How competitive is this market from an investment perspective and what does it take to succeed in this space?

Moritz Thompson: Competition is growing as demand for connectivity and digital services grow. Success, meanwhile, requires a deep understanding of market dynamics on both a local and international level. It also requires long-term capital; these are investments that will take time to mature.

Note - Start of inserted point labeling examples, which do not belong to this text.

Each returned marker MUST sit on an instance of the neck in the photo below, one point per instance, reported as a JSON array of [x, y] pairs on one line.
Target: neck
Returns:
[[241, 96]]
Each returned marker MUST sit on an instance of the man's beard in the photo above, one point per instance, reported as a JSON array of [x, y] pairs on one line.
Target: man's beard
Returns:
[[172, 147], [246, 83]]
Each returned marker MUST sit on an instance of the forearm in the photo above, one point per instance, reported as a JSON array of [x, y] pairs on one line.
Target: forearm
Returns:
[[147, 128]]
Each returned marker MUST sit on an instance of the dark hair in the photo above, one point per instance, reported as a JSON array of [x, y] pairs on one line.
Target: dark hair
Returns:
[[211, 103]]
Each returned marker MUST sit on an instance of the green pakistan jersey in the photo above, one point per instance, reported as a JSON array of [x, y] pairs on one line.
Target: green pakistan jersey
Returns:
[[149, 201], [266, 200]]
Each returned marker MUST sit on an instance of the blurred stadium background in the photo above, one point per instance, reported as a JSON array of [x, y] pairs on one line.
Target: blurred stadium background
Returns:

Ed Stumpf: I would say that we have certainly seen competition increase when it comes to M&A in the data centre space and tower sectors. There are a lot of international strategics playing in those sectors. We focus on buy and build strategies, however, and still find the economics of building towers to be compelling. Like the solar industry, the cost of constructing towers has fallen by around 50 percent over the past seven years, so there is a lot of room to create value through a build programme in that space. Data centres offer a combination of M&A and build-out opportunities, but it is fibre that remains the trickiest because of that jurisdictional risk and FX risk that can exist in certain markets. We do, however, see potential to partner directly with strategic players on a joint venture basis, financing a portion of their infrastructure networks, to free up capital so that they can roll-out additional bandwidth intensive 4G and 5G technology over time.